Çernobil’in Sırları (Chernobyl Diaries) filmini izledikten sonra bilgisayarımın başına oturdum ve ne yazacağımı bilmeden uzun süre ekrana baktım. Genelde bir filmi izleyince kafam cümlelerle dolar taşar. Sahi, biz bu filmi niye izledik? Çocukluğumun video zamanlarındaki ağzına kadar klişeye batmış o ucuz filmlerden ne farkı var? Buluntu film / Found Footage olayının suyu çıkalı zaten çok olmadı mı?
Aslında projeden ilk haberim olduğunda epey umutlanmıştım. “Yabancı diyarlara gelen batılı gençler” hikayeleri hep ilgimi çekmiştir. Dünyayı Amerika’dan ibaret sanan bu fazla besili ve şımarık gençlerin başına gelenleri seyirci garip bir tatmin duygusuyla seyreder. Sanırım bu konuda şimdiye kadar gördüğüm en iyi örnek, Kurtadam Londra’da (An American Werewolf in London) filmidir. Yine video dönemlerinde bu malzemeden tonlarca film üretildi ve posası çıkmış bir Slasher bahanesi olarak unutuldu gitti.
Çernobil’in Sırları basit bir açılış yapıyor. Altı fazla neşeli Amerikalı genç tatillerini geçirmek için doğu Avrupa’yı gezerken nihayetinde eski SSCB toprağı Ukrayna’ya geliyor.

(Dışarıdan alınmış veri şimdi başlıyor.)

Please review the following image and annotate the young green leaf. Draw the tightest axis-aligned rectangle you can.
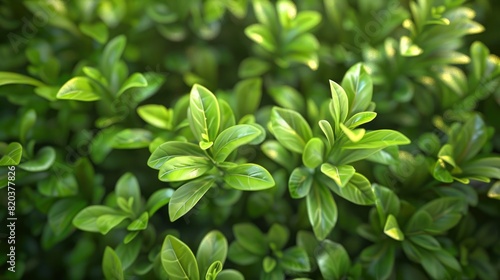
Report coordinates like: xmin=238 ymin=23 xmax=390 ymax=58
xmin=57 ymin=77 xmax=101 ymax=101
xmin=137 ymin=104 xmax=172 ymax=130
xmin=168 ymin=177 xmax=215 ymax=222
xmin=224 ymin=163 xmax=275 ymax=191
xmin=146 ymin=189 xmax=174 ymax=217
xmin=196 ymin=230 xmax=228 ymax=275
xmin=328 ymin=173 xmax=375 ymax=205
xmin=148 ymin=141 xmax=205 ymax=169
xmin=281 ymin=247 xmax=311 ymax=272
xmin=19 ymin=109 xmax=36 ymax=143
xmin=161 ymin=235 xmax=200 ymax=280
xmin=342 ymin=129 xmax=410 ymax=149
xmin=213 ymin=124 xmax=261 ymax=162
xmin=384 ymin=214 xmax=405 ymax=241
xmin=341 ymin=63 xmax=373 ymax=115
xmin=271 ymin=107 xmax=312 ymax=154
xmin=321 ymin=163 xmax=356 ymax=188
xmin=158 ymin=156 xmax=213 ymax=182
xmin=302 ymin=137 xmax=325 ymax=168
xmin=73 ymin=205 xmax=126 ymax=232
xmin=288 ymin=167 xmax=314 ymax=199
xmin=116 ymin=73 xmax=148 ymax=97
xmin=189 ymin=84 xmax=221 ymax=142
xmin=330 ymin=81 xmax=349 ymax=128
xmin=115 ymin=172 xmax=142 ymax=214
xmin=315 ymin=240 xmax=351 ymax=279
xmin=127 ymin=212 xmax=149 ymax=231
xmin=102 ymin=246 xmax=124 ymax=280
xmin=306 ymin=184 xmax=338 ymax=240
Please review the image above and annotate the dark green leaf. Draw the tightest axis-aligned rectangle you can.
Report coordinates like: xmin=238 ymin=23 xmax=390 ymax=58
xmin=306 ymin=185 xmax=338 ymax=240
xmin=102 ymin=246 xmax=124 ymax=280
xmin=271 ymin=107 xmax=312 ymax=153
xmin=158 ymin=156 xmax=213 ymax=182
xmin=196 ymin=230 xmax=228 ymax=275
xmin=224 ymin=163 xmax=275 ymax=191
xmin=213 ymin=124 xmax=261 ymax=162
xmin=168 ymin=177 xmax=215 ymax=222
xmin=161 ymin=235 xmax=200 ymax=280
xmin=316 ymin=240 xmax=351 ymax=280
xmin=57 ymin=77 xmax=101 ymax=101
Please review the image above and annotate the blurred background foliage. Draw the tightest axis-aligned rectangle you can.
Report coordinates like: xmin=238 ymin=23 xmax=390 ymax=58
xmin=0 ymin=0 xmax=500 ymax=279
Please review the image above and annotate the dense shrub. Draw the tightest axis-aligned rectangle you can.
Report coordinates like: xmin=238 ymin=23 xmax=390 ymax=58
xmin=0 ymin=0 xmax=500 ymax=280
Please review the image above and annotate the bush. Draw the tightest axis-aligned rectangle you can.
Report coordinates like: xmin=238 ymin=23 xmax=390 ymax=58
xmin=0 ymin=0 xmax=500 ymax=280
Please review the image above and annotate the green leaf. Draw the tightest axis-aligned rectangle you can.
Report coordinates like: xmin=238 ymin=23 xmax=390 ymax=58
xmin=345 ymin=112 xmax=377 ymax=129
xmin=267 ymin=224 xmax=290 ymax=250
xmin=116 ymin=73 xmax=148 ymax=97
xmin=405 ymin=197 xmax=467 ymax=234
xmin=234 ymin=78 xmax=262 ymax=116
xmin=306 ymin=185 xmax=338 ymax=240
xmin=280 ymin=247 xmax=311 ymax=272
xmin=146 ymin=189 xmax=174 ymax=217
xmin=315 ymin=240 xmax=351 ymax=280
xmin=216 ymin=269 xmax=245 ymax=280
xmin=100 ymin=35 xmax=127 ymax=79
xmin=73 ymin=205 xmax=126 ymax=232
xmin=488 ymin=181 xmax=500 ymax=200
xmin=205 ymin=261 xmax=222 ymax=280
xmin=213 ymin=124 xmax=261 ymax=162
xmin=328 ymin=173 xmax=375 ymax=205
xmin=57 ymin=77 xmax=101 ymax=101
xmin=102 ymin=246 xmax=124 ymax=280
xmin=161 ymin=235 xmax=200 ymax=280
xmin=340 ymin=123 xmax=366 ymax=143
xmin=127 ymin=212 xmax=149 ymax=231
xmin=330 ymin=80 xmax=349 ymax=127
xmin=19 ymin=147 xmax=56 ymax=172
xmin=302 ymin=137 xmax=325 ymax=168
xmin=321 ymin=163 xmax=356 ymax=188
xmin=95 ymin=213 xmax=128 ymax=235
xmin=288 ymin=167 xmax=314 ymax=199
xmin=168 ymin=177 xmax=215 ymax=222
xmin=158 ymin=156 xmax=213 ymax=182
xmin=233 ymin=223 xmax=268 ymax=256
xmin=228 ymin=242 xmax=262 ymax=265
xmin=224 ymin=163 xmax=275 ymax=191
xmin=341 ymin=63 xmax=373 ymax=115
xmin=0 ymin=72 xmax=45 ymax=87
xmin=384 ymin=214 xmax=405 ymax=241
xmin=262 ymin=256 xmax=277 ymax=273
xmin=238 ymin=57 xmax=271 ymax=78
xmin=342 ymin=129 xmax=410 ymax=149
xmin=47 ymin=198 xmax=86 ymax=235
xmin=271 ymin=107 xmax=312 ymax=154
xmin=196 ymin=230 xmax=228 ymax=275
xmin=115 ymin=172 xmax=142 ymax=214
xmin=137 ymin=104 xmax=172 ymax=130
xmin=78 ymin=22 xmax=108 ymax=44
xmin=148 ymin=141 xmax=205 ymax=169
xmin=19 ymin=109 xmax=36 ymax=143
xmin=319 ymin=120 xmax=335 ymax=148
xmin=113 ymin=128 xmax=153 ymax=149
xmin=188 ymin=84 xmax=221 ymax=142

Grubun en delifişek elemanı olan Paul’un aklına kanıp, bir rehber tutarak reaktör kazasından sonra terkedilmiş olan Çernobil’i görmeye gidiyorlar. Yolculuk onlar için de, görsel açıdan seyirci için de ilginç geçiyor. Çernobil, Stalker filminden fırlamış bir mekan gibi davetsiz misafirlerini karşılıyor. O terkedilmiş bina senin, bu unutulmuş yerler benim diye gezerken bir ayının saldırısına uğruyorlar ve kısa süreli bir şokun ardından geldikleri köhne minibüse binip dönmeye çalışıyorlar. Burada da en temel ‘slasher’ klişesi olan “bir araba gerektiği zaman asla çalışmaz” devreye giriyor ve olaylar gelişiyor.
Sonrası için yazabilecek çok fazla cümlem yok. Fazlaca tahmin edilebilir ve en ucuz tür filmlerinde bile kullanılmaktan hırpalanmış bir olay gelişimi izletiyor film bizlere… Bu “aynısını daha önce de izlemiştim” duygusu filme o kadar hakim ki, karakterleri görür görmez sona kimin kalacağını dahi kolaylıkla tahmin edebileceksiniz. Sürekli kaçan, bağıran, çağıran genç oyuncuların performansı böyle bir film için fena sayılmaz ancak buradan yürüyüp gidecek bir isim yok bana göre…
Yani, hepsi bu işte… Fazla meraklı Amerikalılar ve ibret verici sonları! Açıkçası senaristlerinden biri Paranormal Activity ile bütçesiz korku sinemasında devrim yapmış Oren Peli olan bu filmden çok daha fazlasını bekliyor insan… Bu arada, Çernobil’in Sırları buluntu film kurallarını da işine geldiği gibi kullanıyor. Ekipten birinin kamerasından izlemiyoruz her zaman filmi… Ayrıca kamera izlemesinde bir süreklilik yok. El kamerasıyla çekilmiş görüntülerin kurgulanmış halini izletiyor ki bu haliyle bir buluntu film olmaktan çok ekipman olarak el kamerası kullanmış bir film olmaya sürükleniyor.
Stalker’ı yeniden izlemeyi akla getiren terkedilmiş, çürümüş, virane mekanları görmenin ilginçliği dışında Çernobil’in bizim merak edeceğimiz bir sırrı yok. Eskiden büyük filmmiş gibi yapan ve gişe çalan B filmleri vardı. Şimdi onların yerine bu buluntu film sömürülerini izliyoruz. Bir milyon dolar bütçeyle film çekip yirmi katını (şimdilik) kazanmak… Şahane ticaret ancak seyirci bu alışverişin kaybedeni…
ben de çok umutluydum bu filmden. üzerinde durduğu potansiyeli hiç kullanamamış. harika bir politik zombi filmi çıkabilirdi.. çok yazık olmuş, çook..
artik sanirim reklami yapilan her film, ne kadar kotu olursa olsun kar yapiyor. bu filmin distributoru de zaten warner bros.
en sevdiğim tarafı filmin atmosferi oldu.Zavallı rehberide aslında kötü adam sanmıştım ama kazın ayağı öyle değilmiş perdeliymiş.